NVD describes the flaw as an XXE condition in the XACML flow feature of WSO2 Identity Server 5.1.0, vulnerable before WSO2-CARBON-PATCH-4.4.0-0231. The issue is triggered through a crafted XACML request and can lead to arbitrary file reads, SSRF, denial of service, and other unspecified impact. NVD maps the weakness to CWE-611 and reports CVSS v3.0 AV:N/AC:H/PR:L/UI:N/S:U/C:H/I:H/A:H.

Defensive priority

High. The affected component is an identity and policy enforcement service, and the described outcomes include data exposure and SSRF. Apply remediation promptly if the XACML flow feature is in use or reachable from trusted user paths.

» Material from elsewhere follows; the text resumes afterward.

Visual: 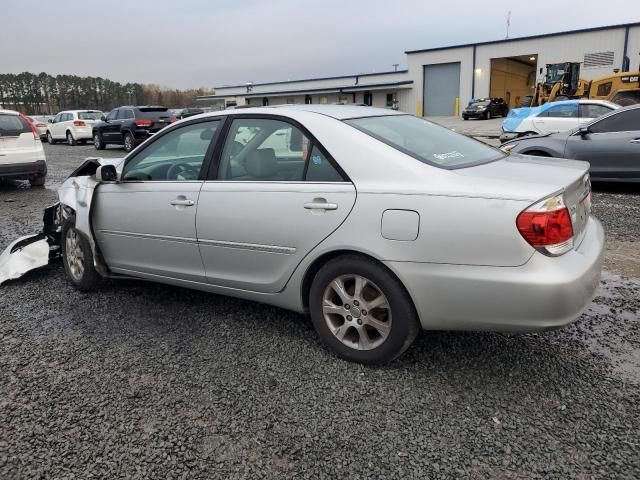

Recommended defensive actions

  • Apply the vendor fix referenced in WSO2 security advisory WSO2-2016-0096, including WSO2-CARBON-PATCH-4.4.0-0231 or later.
  • Restrict access to XACML features and entitlement/eval-policy-submit.jsp to the smallest possible set of trusted administrators and users.
  • Review XML parsing settings in the affected deployment to ensure external entity resolution is disabled where appropriate.
  • Monitor logs for unusual XACML requests, unexpected outbound network access, and file access errors that could indicate XXE activity.
  • If CVE-2016-4311 is also present in the environment, treat the combined risk as more severe because the description notes the issue may be exploitable without credentials.

Evidence notes

This debrief is based on the NVD record and the vendor advisory reference listed in NVD. NVD identifies the weakness as CWE-611 and provides the CVSS v3.0 vector AV:N/AC:H/PR:L/UI:N/S:U/C:H/I:H/A:H. The published CVE date used here is 2017-02-17, with NVD modified metadata updated on 2026-05-13. Third-party exploit and advisory references are present in the source corpus, but only the vendor/NVD descriptions were used for the summary.

Official resources

CVE-2016-4312 was published on 2017-02-17. NVD metadata was last modified on 2026-05-13. The source corpus includes the WSO2 security advisory WSO2-2016-0096 and multiple third-party references.